The next time you have a moment alone with the porcelain throne, think of this: toilets still take the cake for the most water use of any indoor water appliance, despite significant water efficiency gains in the past few decades.

Toilets used to use multiple gallons of water for every flush, but the U.S. Environmental Protection Agency has set the current limit at 1.6 gallons per flush (gpf).

California, as usual, is already out in front of the federal standard and is moving even further. In 2007, the legislature enacted AB 715, which called for water efficiency standards of 1.28 gpf for toilets and 0.5 gpf for urinals.

There is now a proposal to codify the legislative action in the state’s energy efficiency Title 20 standards. The standards will also go one step further and introduce the first-ever standards for replacement valves, which should help accelerate the transition to low-flow toilets, and to introduce even more aggressive standards for urinals: 0.125 gpf.

The replacement valve standard is not as strict as the standard for new toilets and urinals; the valve cannot exceed 1.6 gpf for toilets and 1.0 gpf for urinals. The change to Title 20, rather than just the legislative action, would mean that products cannot be sold in California that do not meet the standards.  

The resulting lower water usage is not insignificant for energy costs, either. The California government estimates that nearly three trillion gallons of water per year go to urban uses, which include outdoor and indoor residential, commercial, institutional and industrial applications, along with water that is lost to leakage.

It takes approximately 26.5 terawatt-hours of electricity to collect, move and treat that water. A single residential toilet uses about 35 kilowatt-hours per year.

“Establishing efficiency standards for toilets and urinals will have a significant impact on California’s overall water and embedded energy use,” Tracy Quinn of NRDC wrote in a blog post.

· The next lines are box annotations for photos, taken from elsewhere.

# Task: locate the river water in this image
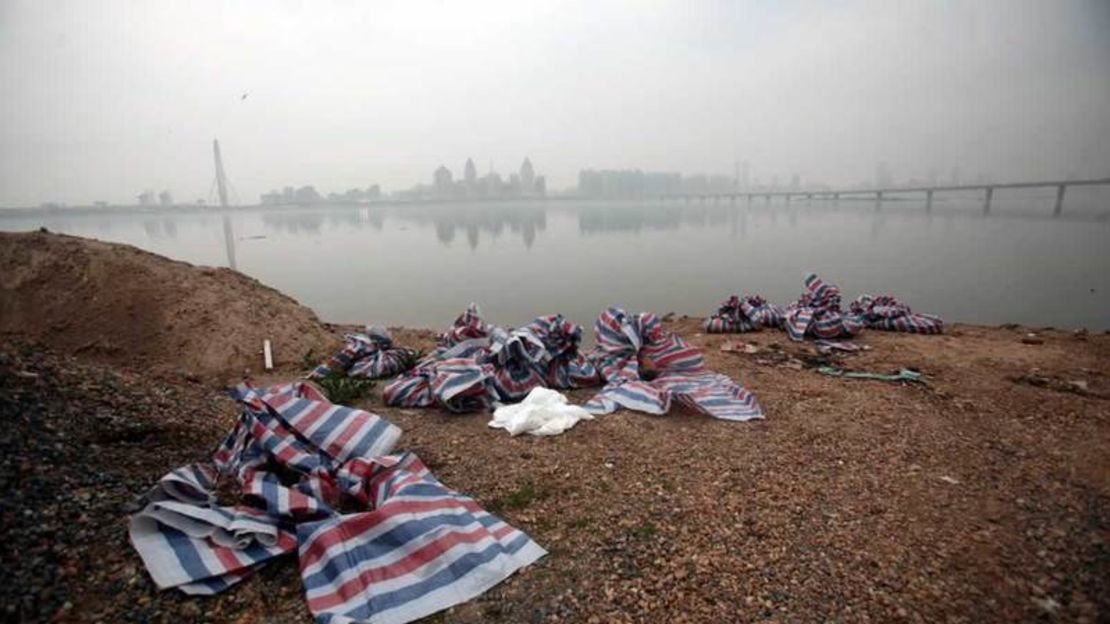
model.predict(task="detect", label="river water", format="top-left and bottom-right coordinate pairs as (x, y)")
top-left (0, 189), bottom-right (1110, 330)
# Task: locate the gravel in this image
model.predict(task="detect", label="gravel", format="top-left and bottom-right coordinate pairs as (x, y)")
top-left (0, 319), bottom-right (1110, 623)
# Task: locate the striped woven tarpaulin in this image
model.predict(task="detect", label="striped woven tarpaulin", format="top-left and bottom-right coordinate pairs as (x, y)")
top-left (384, 303), bottom-right (598, 412)
top-left (297, 453), bottom-right (545, 624)
top-left (849, 294), bottom-right (945, 334)
top-left (705, 294), bottom-right (783, 333)
top-left (783, 273), bottom-right (864, 341)
top-left (130, 383), bottom-right (544, 624)
top-left (309, 325), bottom-right (404, 379)
top-left (585, 308), bottom-right (763, 421)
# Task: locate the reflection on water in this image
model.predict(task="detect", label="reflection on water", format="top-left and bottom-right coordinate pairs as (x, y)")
top-left (0, 190), bottom-right (1110, 329)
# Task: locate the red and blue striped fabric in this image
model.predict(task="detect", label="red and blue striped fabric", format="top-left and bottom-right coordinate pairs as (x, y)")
top-left (585, 308), bottom-right (763, 421)
top-left (849, 294), bottom-right (945, 334)
top-left (438, 303), bottom-right (491, 349)
top-left (783, 273), bottom-right (864, 341)
top-left (297, 453), bottom-right (545, 624)
top-left (384, 303), bottom-right (598, 413)
top-left (309, 325), bottom-right (404, 379)
top-left (130, 383), bottom-right (545, 624)
top-left (521, 314), bottom-right (601, 390)
top-left (705, 294), bottom-right (783, 333)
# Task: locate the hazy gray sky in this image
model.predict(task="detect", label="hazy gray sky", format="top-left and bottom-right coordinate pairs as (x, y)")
top-left (0, 0), bottom-right (1110, 205)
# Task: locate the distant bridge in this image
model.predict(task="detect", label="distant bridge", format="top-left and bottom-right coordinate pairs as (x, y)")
top-left (659, 178), bottom-right (1110, 214)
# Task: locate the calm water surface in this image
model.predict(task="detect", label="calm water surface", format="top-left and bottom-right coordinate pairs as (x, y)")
top-left (0, 189), bottom-right (1110, 330)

In homes and businesses, toilets still account for about 30 percent to 40 percent of indoor water use, despite the efficiency gains. Toilets, in other words, are the water-use equivalent of an HVAC system's electricity load.

In California and in other states, low-flow toilets have long been on the market. Also, there's not much price difference between 1.6 gpf and 1.28 gpf, according to EPA’s WaterSense. The real differences in cost, according to a report by the California Energy Commission, are linked to optional features, not flush volume.  

California is not alone in adopting some of the most stringent standards in the nation for toilets. Georgia and Texas also have the 1.28 gpf standard, according to the Appliance Standards Awareness Project. If the federal government followed suit by imposing a similar standard, it would save 92 billion gallons of water and $4.3 billion through 2035.

Driving higher water efficiency for appliances is also just the beginning. Eventually, we will all have to think of the municipal water cycle, and wastewater, differently. In California, one municipality already has plans to recycle wastewater for city use, and maybe eventually to go back into taps.